Преп. Сергия Радонежского иконка была куплена для меня Ильей Баркусским, моим старым другом, историком кенигсбергского еврейства. Была куплена в Лавре. Он сказал, что целлофановую обертку, из которой я извлек иконку, непременно нужно сжечь. Я этого не сделал. Может быть, потому моя жизнь складывается не слишком удачно? Сергий умен и тонок, и покровительствует учащимся. Он строг, но в его больших прозрачных серых глазах — бесконечная доброта и участие. Сергий заглядывает мне в душу, глубоко-глубоко. Душа не бывает неглубокой, но бывает поверхностное сообщение с душой. Сергий подоспел к двадцать девятому моему дню рождения. Спасибо. А осенью я купил деревянную рамку, к которой прилажены сухие головки садовых маков, лишайник, красивые древесные грибы и витые ветки не известного мне дерева. В рамке ничего не было, и я поставил иконку Сергия в ее правый нижней угол. Теперь он внимательно следит из оклада своего растительного царства за тем, как я читаю буддийские сутры. Он покровительствует учащимся, я изучаю буддизм мадхьямиков. Мы надеемся друг на друга.

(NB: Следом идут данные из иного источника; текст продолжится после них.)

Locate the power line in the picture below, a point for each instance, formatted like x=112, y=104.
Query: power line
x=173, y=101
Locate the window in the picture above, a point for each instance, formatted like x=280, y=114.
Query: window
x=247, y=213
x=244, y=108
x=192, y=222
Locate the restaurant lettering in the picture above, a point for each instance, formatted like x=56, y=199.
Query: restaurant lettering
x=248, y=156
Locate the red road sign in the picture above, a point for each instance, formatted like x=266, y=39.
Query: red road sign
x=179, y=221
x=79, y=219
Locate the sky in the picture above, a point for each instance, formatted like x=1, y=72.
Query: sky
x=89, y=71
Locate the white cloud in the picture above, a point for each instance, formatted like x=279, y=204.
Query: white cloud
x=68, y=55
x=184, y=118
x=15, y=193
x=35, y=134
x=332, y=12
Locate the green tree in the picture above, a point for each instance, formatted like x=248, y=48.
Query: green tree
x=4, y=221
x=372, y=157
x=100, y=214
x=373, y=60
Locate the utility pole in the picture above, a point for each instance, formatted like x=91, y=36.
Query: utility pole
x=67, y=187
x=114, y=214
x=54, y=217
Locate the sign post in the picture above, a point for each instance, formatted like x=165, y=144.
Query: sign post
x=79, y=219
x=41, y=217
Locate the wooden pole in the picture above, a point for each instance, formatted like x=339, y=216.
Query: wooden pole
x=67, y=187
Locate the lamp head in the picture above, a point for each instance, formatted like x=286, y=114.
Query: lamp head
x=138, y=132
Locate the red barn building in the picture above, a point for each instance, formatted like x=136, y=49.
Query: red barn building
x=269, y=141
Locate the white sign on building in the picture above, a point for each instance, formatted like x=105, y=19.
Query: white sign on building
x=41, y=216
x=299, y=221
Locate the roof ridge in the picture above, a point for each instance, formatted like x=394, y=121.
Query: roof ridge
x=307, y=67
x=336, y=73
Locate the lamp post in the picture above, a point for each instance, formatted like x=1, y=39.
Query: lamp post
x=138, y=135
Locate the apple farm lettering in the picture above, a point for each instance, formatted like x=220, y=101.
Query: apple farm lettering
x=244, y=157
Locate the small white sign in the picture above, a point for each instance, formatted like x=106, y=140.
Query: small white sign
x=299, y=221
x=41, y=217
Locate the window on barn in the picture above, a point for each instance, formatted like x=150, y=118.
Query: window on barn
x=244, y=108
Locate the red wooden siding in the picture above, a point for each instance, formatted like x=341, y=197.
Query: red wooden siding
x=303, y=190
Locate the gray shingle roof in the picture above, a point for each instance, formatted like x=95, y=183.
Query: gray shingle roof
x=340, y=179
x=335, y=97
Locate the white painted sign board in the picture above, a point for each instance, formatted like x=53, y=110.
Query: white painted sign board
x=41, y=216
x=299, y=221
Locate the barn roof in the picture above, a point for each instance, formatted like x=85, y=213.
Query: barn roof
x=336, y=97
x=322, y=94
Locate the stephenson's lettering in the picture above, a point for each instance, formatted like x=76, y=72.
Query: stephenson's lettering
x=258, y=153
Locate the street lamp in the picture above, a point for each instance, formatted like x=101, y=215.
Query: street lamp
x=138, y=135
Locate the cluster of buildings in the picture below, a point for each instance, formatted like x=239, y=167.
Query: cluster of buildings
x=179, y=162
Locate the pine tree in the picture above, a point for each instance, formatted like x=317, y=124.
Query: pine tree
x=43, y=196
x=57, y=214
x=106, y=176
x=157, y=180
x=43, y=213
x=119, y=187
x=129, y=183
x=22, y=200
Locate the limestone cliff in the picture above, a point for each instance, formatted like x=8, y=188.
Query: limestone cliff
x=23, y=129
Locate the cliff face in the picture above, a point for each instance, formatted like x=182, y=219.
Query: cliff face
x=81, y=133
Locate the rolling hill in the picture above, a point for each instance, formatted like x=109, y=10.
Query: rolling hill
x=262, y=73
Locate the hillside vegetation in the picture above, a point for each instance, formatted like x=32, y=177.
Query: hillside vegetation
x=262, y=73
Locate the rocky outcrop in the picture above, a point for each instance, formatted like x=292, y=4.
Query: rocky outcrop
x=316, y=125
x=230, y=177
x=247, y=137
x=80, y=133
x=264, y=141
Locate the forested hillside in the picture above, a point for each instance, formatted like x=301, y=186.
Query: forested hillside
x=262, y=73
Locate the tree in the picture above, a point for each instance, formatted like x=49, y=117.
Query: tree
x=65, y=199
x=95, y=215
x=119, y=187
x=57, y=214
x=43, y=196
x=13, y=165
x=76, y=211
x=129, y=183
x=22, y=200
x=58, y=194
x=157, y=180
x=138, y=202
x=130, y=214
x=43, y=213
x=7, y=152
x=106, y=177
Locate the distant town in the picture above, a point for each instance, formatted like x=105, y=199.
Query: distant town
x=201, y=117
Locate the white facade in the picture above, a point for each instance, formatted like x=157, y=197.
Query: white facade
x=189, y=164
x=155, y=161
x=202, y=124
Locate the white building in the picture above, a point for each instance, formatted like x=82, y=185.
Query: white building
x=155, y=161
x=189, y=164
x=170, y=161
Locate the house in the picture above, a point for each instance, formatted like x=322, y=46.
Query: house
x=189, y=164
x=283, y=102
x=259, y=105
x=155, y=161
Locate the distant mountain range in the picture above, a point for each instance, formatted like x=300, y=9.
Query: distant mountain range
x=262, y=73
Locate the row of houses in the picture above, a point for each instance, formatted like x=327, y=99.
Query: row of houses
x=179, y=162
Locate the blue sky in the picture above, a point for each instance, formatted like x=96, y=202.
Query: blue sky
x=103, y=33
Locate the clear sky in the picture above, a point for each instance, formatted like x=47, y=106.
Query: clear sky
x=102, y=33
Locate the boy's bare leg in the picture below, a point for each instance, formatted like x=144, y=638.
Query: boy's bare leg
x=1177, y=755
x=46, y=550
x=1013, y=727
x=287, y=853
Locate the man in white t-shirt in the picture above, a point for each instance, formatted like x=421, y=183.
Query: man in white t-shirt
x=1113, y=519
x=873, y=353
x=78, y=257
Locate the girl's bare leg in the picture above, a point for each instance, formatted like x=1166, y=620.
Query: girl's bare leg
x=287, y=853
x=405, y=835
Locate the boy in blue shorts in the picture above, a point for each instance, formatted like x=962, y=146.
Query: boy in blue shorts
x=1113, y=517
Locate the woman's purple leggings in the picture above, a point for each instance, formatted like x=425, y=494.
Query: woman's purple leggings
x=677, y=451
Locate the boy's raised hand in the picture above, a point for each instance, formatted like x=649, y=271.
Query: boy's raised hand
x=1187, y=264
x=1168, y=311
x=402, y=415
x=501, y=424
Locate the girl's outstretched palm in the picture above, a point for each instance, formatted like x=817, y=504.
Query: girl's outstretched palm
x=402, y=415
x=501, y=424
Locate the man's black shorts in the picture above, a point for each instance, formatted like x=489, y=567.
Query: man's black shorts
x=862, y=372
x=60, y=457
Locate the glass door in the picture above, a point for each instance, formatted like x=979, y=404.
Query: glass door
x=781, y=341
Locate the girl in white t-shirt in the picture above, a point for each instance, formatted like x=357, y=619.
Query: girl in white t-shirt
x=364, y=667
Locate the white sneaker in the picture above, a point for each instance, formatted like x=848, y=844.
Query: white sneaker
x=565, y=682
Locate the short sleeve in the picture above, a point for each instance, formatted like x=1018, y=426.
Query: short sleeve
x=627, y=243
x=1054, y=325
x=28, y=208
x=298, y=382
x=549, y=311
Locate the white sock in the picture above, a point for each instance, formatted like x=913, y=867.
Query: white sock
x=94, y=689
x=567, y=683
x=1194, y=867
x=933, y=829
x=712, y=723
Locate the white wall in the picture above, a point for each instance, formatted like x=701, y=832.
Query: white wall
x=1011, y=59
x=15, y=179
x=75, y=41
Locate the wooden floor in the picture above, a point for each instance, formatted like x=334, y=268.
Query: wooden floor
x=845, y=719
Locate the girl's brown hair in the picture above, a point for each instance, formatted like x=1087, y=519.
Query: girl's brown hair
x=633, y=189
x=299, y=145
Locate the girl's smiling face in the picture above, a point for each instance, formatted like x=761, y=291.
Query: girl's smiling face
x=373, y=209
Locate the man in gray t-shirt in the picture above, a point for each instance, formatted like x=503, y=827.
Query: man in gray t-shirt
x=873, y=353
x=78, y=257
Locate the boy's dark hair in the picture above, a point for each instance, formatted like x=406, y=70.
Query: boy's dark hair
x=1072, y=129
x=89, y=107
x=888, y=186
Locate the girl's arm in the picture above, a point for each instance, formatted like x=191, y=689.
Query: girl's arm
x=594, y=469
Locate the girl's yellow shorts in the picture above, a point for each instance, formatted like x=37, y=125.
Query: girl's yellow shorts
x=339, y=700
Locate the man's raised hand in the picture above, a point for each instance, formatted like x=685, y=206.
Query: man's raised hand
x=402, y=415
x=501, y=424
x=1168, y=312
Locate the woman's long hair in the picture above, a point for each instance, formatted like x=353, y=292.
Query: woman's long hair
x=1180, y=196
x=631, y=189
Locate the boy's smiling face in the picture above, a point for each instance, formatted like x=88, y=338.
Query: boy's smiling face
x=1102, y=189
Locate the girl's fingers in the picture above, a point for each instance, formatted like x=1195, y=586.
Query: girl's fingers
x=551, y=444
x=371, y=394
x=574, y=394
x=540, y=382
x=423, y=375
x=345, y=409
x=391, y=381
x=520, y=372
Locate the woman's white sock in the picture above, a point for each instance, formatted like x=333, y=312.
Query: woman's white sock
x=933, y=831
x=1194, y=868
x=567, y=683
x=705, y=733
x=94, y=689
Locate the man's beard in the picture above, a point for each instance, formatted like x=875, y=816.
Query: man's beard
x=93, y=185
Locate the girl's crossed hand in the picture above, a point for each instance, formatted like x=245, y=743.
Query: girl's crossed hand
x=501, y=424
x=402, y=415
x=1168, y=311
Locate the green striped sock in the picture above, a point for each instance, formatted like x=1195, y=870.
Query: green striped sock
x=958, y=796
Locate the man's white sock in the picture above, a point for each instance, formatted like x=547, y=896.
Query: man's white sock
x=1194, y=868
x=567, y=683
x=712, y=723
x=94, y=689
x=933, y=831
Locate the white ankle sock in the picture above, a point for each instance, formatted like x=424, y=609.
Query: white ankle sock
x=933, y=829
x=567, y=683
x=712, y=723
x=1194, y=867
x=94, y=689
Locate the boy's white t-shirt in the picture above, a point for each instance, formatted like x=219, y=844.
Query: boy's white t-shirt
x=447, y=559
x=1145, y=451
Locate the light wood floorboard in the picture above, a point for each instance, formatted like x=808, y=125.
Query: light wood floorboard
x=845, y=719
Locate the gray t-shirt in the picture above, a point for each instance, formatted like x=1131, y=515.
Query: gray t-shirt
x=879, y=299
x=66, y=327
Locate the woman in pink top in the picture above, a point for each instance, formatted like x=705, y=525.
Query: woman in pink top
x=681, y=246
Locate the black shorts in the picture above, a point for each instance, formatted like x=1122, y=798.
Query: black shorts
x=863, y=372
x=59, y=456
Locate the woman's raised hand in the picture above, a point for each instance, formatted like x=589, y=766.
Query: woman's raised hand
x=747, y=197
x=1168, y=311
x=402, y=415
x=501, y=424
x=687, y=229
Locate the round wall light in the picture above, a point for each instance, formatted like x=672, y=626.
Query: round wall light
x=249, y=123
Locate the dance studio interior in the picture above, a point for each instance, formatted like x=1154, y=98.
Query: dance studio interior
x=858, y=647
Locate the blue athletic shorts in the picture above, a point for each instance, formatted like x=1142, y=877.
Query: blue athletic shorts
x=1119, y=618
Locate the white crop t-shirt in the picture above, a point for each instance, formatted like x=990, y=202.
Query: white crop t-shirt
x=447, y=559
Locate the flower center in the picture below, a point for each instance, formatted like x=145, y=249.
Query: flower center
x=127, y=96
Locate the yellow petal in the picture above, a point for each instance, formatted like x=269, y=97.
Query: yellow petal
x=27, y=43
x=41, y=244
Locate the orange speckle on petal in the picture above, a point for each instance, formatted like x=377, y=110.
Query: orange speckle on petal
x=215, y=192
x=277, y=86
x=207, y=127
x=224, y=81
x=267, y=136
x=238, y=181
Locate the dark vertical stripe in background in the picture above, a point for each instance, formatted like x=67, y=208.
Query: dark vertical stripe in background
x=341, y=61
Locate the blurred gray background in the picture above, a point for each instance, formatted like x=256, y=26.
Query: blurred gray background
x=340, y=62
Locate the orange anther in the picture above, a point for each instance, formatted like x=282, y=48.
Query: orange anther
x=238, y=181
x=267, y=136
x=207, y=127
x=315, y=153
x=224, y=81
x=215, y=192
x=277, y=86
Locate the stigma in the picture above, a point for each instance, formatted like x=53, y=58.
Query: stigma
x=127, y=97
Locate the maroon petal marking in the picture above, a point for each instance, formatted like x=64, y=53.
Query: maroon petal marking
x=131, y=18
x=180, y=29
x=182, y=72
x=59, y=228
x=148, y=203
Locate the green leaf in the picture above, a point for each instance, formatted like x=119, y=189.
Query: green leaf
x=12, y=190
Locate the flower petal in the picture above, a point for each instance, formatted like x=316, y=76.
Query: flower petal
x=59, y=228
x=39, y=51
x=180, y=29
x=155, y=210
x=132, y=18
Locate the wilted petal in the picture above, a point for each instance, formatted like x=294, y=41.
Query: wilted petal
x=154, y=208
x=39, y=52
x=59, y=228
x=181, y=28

"ГОСПОДИ ИИСУСЕ ХРИСТЕ СЫНЕ БОЖИЙ ПОМИЛУЙ МЯ ГРЕШНАГО" — шрифтом курьер кириллик написано под ликом Спаса Нерукотворного. В этой истории много таинственного. В самые трудные дни душевной муки или житейского отчаяния, я открывал книгу в зеленой обложке и, перелистнув Ортегу-и-Гассета, читал эссе Честертона "Гамлет и психоаналитик". Мне было известно, что Честертон написал множество эссе, газетных статей и книг, посвященных христианским святым, но лишь спустя четыре года я смог купить в букинистическом магазине сборник его трактатов, называвшийся "Вечный Человек". Книга стоила почти ничего, она была испорчена огромным пятном средства от клопов, пропитавшего несколько десятков страниц, но для меня в то время не было книги дороже, чем эта. И теперь еще, входя в церковь, я удивляюсь запаху ладана, привыкнув к тому, что подлинные религиозные откровения пахнут дихлофосом. Не ищите иронию в моих словах. Между страниц "Вечного Человека", как забытую закладку, я и нашел Спаса. Бумажная иконка, заламинированная в пластик. Конечно, по моему невниманию она оказалась среди мелочей и документов в обувной коробке на дне старого платяного шкафа. Несколько лет Спас норовил попасться мне на глаза, но только поздней осенью прошлого года он обрел свое место в правом верхнем углу рамки с фотографией желтого клена над неподвижной, не тронутой ветром, гладью озерной воды. Фото висит на стене возле компьютера, за которым я пишу вечерами.

Всякий раз, начиная новый абзац, я машинально поднимаю глаза, читаю и повторяю шепотом: "ГОСПОДИ ИИСУСЕ ХРИСТЕ СЫНЕ БОЖИЙ ПОМИЛУЙ МЯ ГРЕШНАГО".

31 августа 2002

Наверх

Время загрузки страницы 0.0012 с.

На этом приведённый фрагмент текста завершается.